The in situ hybridization data show that postmitotic anatomical diversity within the CNS can be described by TF expression. For example, the neocortex is a highly laminated and regionally organized anatomical structure (14). We found that several dozen TF-encoding genes occupy different dorsoventral positions or different laminae of the neocortex (Fig. 1). In the striatum, a major basal ganglia component crucial for movement control is organized in a somatotopic fashion (15). This somatotopic organization is echoed by the gradient expression of many TF-encoding genes in this area (fig. S1). The thalamus and hypothalamus are organized into discrete anatomical and functional nuclei that are marked by the overlapping expression pattern of specific TFs within these regions (figs. S2 and S3). In the retina, a large number of TF genes are expressed with distinct density within the retinal ganglion and amacrine cell layers (figs. S4 and S5), which may correlate with the morphological diversity of these cell types (1). In the postnatal cerebellum, laminar-specific TF expression marks the immature and mature granule cells and Purkinje cells (fig. S6).

Fig. 1.

Diversity of transcription factor expression in the P0 mouse cerebral cortex. Nonradioactive in situ hybridization patterns for 20 representative TFs or TF cofactors on sections through the forebrain of P0 mice are shown. Labels at the bottoms of individual panels indicate Locuslink gene names. (A) Over a dozen TF-encoding genes occupy different dorsoventral positions of the hippocampus (top row) and neocortex (middle and bottom rows). (B) A dozen genes show laminar specific expression in the neocortex. HC, hippocampus; BG, basal ganglia; SC, superior colliculus; TH, thalamus; HY, hypothalamus; DG, hippocampal dentate gyrus; CA1 to 3, hippocampal CA1, CA2, and CA3 regions. Scale bar in (A), 1 mm; all images in this section show the same magnification. Scale bar in (B), 0.2 mm; all images in this section show the same magnification.

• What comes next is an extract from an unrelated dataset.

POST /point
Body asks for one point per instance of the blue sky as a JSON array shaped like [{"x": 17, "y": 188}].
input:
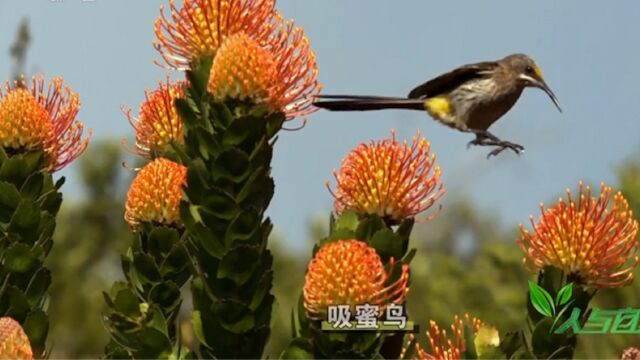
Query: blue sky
[{"x": 587, "y": 50}]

The genome-scale whole-mount and section in situ hybridizations also identified over 100 TF genes expressed in spatially restricted patterns within non-neuronal tissues such as the nose, oral cavity, teeth, salivary gland, inner ear bone, mandibular bone, eye muscle, facial muscle, skin, and others (fig. S8 and table S4). Although not the explicit focus of this study, the open-source TF data set generated in this work provides detailed information, enabling comprehensive study of developing cranial facial tissues. The in situ plasmid set provided here can be used to define TF expression patterns in other tissues and at other developmental times in neural tissues.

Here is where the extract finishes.